Wednesday, January 28, 2009

I absolutely love this article by Claudia Johnson that appears on SI.com. It captures my total disdain for inept commentators and why the mute button on my remote is practically worn out.

Color me cranky, but tennis commentators who talk during points chap my ass (as we used to say where I grew up in Texas). It's like trying to watch your favorite film with the director's commentary running -- and you can't turn it off. Or sinking into a soothing massage and your masseuse won't shut up.

Mind you, I think tennis commentators are the best in the biz -- smart, funny, insightful. I agree with SI.com's Jon Wertheim that they're "a competent bunch with a nice mix of styles" and that "critiques about the commentators are fairly muted," but I have to second Tennis Magazine Editor-in-Chief James Martin's suggestion:

"Television needs to come up with a new mute button. Not one that blocks out the sounds of the game.

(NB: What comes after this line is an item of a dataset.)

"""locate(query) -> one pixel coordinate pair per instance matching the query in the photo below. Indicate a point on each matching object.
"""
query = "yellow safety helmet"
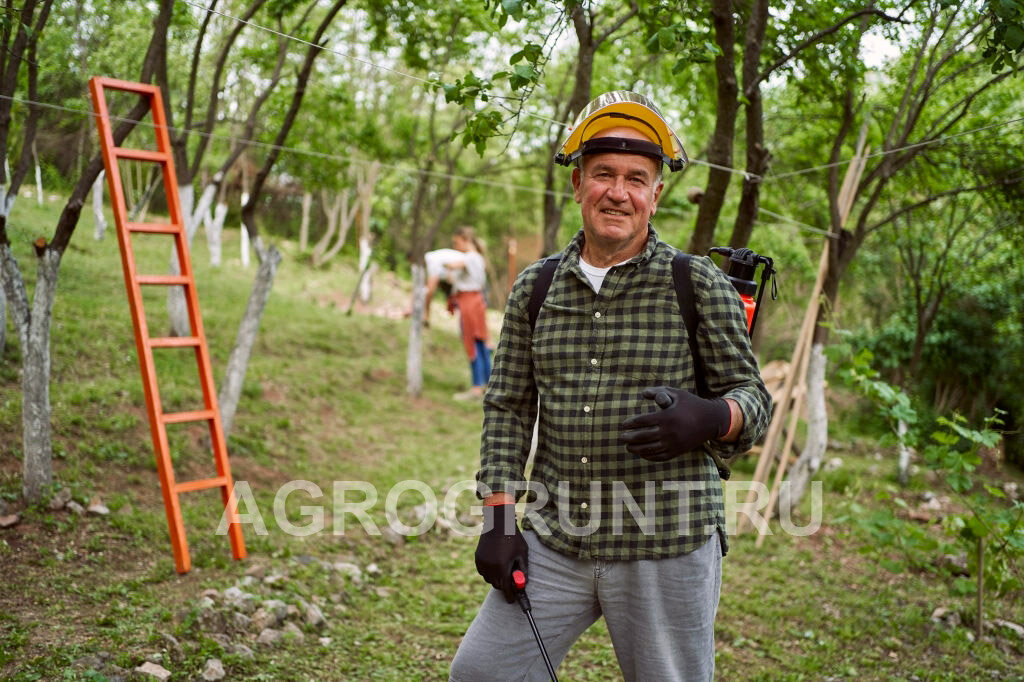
(622, 108)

Listening to the ball come off the strings, the sliding (or squeaking, depending on surface) of the shoes, the grunts of the players, and the 'shhhs' of a crowd before a big point -- this is the soundtrack to my life, my passion. No, this new mute button will keep all of those sounds but simply, mercifully, block out the commentators' blather."

Get out of my head.

Before I read this last night, I planned to propose a small onscreen button --COMMENTARY OFF -- that viewers could click when commentators are driving them crazy. Yes, ESPN2's screen is getting so crowded it reminds me of the stateroom scene in A Night At The Opera, but viewers need some escape, some way to watch tennis with the sound of ball smacking, the calls, and the crowd, but without commentators who careen off into irrelevant land and schmooze celebs -- onscreen during games! -- like John McEnroe at last year's U.S. Open or otherwise blab during points like Brad Gilbert at this year's Australian Open.

Don't get me wrong. I like these guys. They're both rascals -- Johnny Mac, the legendary bad boy of tennis, and Gilbert, the loveable bonehead from Planet Goofy whose colorful lingo and self-slamming humor ("The older I get, the better I used to be") make him the whipping boy in the booth, like Karl in a Ricky Gervais Podcast. I'd love to hang out with them both and talk tennis -- just not when a match is in progress.

Still, you gotta hand it to Gilbert. He took talking off point during points to new heights in the Round of 16 match between James Blake and Igor Andreev. Sixth game, third set. ESPN2 cut away from the ongoing game (don't get me started) to show us a tease for that night's match between Murray and Meltzer, over which Gilbert said, "Both of them come in without losing a match this year."

Chris Fowler countered, "Melzer, though, gave him a five-set test at the U.S. Open, and Murray was able to dig out of a two-set hole and out of the final, of course."

We cut back to Blake hitting a killer forehand followed by a winning backhand volley. Great tennis! But Gilbert's still carrying on about Murray. "Not only was he down two sets but there was a third-set tie-break --"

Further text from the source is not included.